En las últimas décadas el Uruguay ha sido predominantemente un país de emigración. El estudio “Perfil migratorio del Uruguay” elaborado por la Organización Internacional para las Migraciones (OIM) Uruguay concluye que en el período 1963-2004 emigraron en torno de 600.000 personas, “es decir el 18 % de la población en 2006”.

Esta tendencia continúa en la actualidad. Hace unas semanas El País informó que desde el año 2005 cerca de 90.000 uruguayos habían partido del aeropuerto de Carrasco para no volver (El País, 23 de septiembre).

Esos números solo describen un sector del problema.

Los aspectos cualitativos de la emigración son aún más importantes. La emigración se concentra en determinados grupos de la población de nuestro país. Generalmente se trata de personas relativamente jóvenes, más capacitadas y con una mayor iniciativa. Cualidades esenciales para el desarrollo económico y social de nuestra sociedad.

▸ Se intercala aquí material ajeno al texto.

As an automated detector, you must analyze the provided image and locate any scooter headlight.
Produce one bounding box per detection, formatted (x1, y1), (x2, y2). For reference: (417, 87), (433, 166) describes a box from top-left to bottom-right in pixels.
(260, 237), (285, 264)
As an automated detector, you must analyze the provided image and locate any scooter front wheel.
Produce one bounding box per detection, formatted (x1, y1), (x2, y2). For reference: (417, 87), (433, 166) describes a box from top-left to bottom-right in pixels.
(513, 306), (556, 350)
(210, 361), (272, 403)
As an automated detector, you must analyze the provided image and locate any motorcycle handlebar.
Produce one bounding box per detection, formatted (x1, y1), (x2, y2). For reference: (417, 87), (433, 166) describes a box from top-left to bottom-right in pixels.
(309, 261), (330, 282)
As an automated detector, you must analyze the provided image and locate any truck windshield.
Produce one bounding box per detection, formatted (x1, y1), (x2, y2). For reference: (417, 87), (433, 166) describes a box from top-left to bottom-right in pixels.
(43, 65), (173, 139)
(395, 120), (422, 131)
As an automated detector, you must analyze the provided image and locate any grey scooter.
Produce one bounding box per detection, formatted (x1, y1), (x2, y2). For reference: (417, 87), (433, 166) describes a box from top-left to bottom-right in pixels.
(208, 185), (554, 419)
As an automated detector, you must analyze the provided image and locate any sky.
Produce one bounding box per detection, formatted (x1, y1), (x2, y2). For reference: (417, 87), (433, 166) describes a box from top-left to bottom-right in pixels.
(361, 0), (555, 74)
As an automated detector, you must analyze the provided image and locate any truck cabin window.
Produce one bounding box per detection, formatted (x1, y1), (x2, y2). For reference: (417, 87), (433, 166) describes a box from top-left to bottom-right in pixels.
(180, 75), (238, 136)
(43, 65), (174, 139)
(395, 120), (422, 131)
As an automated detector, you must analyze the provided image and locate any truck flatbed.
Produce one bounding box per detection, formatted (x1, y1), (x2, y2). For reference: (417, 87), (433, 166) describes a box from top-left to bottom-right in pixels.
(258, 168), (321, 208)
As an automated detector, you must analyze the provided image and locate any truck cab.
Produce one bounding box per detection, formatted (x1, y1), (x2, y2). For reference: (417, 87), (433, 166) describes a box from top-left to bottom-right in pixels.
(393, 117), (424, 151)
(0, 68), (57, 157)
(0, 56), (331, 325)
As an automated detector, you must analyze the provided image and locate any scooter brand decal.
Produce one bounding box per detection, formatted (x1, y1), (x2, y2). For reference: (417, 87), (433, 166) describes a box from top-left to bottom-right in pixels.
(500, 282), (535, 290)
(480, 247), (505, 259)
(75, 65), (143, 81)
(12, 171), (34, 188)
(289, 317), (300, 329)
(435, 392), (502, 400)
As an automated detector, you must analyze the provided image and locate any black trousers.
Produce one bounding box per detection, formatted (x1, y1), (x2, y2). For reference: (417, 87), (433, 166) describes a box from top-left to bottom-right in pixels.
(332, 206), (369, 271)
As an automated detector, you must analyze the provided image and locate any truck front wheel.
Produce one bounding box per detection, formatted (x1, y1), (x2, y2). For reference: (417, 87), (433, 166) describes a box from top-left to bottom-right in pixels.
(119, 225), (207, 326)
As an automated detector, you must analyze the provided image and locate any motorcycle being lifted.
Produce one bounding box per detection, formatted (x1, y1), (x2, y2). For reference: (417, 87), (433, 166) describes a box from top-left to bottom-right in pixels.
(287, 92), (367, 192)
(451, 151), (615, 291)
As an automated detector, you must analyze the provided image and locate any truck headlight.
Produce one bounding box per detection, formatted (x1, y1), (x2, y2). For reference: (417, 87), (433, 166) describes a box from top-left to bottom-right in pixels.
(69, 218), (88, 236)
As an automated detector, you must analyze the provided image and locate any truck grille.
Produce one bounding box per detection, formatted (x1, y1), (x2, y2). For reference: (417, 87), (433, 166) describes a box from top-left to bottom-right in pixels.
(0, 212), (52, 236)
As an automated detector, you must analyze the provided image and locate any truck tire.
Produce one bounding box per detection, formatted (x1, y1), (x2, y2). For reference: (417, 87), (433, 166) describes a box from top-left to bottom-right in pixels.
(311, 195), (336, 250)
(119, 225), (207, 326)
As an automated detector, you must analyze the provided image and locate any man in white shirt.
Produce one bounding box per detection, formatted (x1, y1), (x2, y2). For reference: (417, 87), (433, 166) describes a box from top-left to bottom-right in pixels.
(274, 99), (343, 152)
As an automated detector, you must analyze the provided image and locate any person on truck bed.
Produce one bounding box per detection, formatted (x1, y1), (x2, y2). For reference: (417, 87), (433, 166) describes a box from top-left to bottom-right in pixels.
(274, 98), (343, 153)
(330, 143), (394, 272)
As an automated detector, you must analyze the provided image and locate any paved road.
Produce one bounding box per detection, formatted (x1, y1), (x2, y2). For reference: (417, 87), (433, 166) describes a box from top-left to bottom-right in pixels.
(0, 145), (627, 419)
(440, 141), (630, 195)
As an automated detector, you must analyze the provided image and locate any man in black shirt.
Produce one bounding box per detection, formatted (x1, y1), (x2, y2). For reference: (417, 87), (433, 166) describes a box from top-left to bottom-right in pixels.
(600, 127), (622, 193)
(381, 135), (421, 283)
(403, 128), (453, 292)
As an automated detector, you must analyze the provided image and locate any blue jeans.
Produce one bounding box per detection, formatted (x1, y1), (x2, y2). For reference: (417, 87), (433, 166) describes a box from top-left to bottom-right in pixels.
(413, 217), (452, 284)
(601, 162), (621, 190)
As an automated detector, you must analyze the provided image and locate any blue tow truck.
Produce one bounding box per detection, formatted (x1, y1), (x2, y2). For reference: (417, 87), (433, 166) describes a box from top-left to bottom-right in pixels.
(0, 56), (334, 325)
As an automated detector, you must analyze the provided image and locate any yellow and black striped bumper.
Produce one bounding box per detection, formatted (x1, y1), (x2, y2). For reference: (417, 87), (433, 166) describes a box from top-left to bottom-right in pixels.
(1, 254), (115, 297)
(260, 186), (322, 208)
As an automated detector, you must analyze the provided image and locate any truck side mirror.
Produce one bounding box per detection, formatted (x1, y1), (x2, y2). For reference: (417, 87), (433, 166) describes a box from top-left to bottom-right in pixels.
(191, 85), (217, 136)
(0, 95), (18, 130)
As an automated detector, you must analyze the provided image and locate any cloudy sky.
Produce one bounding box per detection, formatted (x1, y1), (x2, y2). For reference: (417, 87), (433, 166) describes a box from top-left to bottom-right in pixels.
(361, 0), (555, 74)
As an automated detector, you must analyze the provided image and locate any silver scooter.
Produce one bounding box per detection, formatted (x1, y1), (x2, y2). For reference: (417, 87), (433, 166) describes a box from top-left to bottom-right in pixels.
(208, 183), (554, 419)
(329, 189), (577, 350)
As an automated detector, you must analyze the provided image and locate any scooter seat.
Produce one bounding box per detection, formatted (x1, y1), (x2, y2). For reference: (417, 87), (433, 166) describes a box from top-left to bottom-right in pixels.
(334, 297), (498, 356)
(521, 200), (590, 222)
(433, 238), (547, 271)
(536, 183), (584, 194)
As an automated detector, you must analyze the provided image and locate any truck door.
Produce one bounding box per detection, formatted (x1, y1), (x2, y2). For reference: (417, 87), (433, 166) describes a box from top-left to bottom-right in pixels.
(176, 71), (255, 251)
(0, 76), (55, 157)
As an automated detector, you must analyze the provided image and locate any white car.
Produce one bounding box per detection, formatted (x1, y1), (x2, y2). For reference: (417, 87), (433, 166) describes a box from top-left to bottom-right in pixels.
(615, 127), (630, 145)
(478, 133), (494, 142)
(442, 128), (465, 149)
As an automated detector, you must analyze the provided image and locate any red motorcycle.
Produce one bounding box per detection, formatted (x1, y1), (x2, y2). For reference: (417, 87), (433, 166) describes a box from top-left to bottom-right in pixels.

En los últimos años ha aumentado la inmigración, principalmente desde otros países latinoamericanos. Pero las sociedades no son el resultado de simples sumas y restas demográficas.

No alcanza con comparar la cantidad de los que se fueron con la de los que inmigraron. Esta operación ignora el hecho fundamental de que los que emigraron han sido en su mayoría uruguayos de primera generación o, cada vez más, de varias generaciones. Y su partida es una pérdida de cantidad de personas y de cultura, tradiciones y valores compartidos. En cambio los que llegan son extranjeros.

El primer deber de cualquier sociedad es cuidar a los suyos.

La emigración, escribió César Aguiar, es el resultado de la combinatoria de fuerzas de atracción y de expulsión. Poco podemos hacer para mitigar las primeras. En cambio, deberíamos ser capaces de remediar las fuerzas de expulsión en el seno de nuestra sociedad.

Los datos sobre emigración de nuestro país demuestran la persistencia y predominio, durante décadas, de un conjunto de fuerzas que empujan a emigrar a sectores importantes de nuestra sociedad.

El sentido común (que en el caso uruguayo es el menos común de los sentidos) parecería aconsejar que la forma constructiva para responder al desafío de la emigración es neutralizar las fuerzas que han expulsado y que continúan expulsando a una proporción tan importante de nuestros compatriotas.

El elemento esencial de un país es su gente y las cualidades de esa gente. Algún día juntaremos el coraje para reconocer los motivos por los cuales, por décadas y como resultado de un proceso de toma de decisiones consciente o inconsciente, no hemos sido capaces de crear las condiciones necesarias para impedir esa terrible sangría.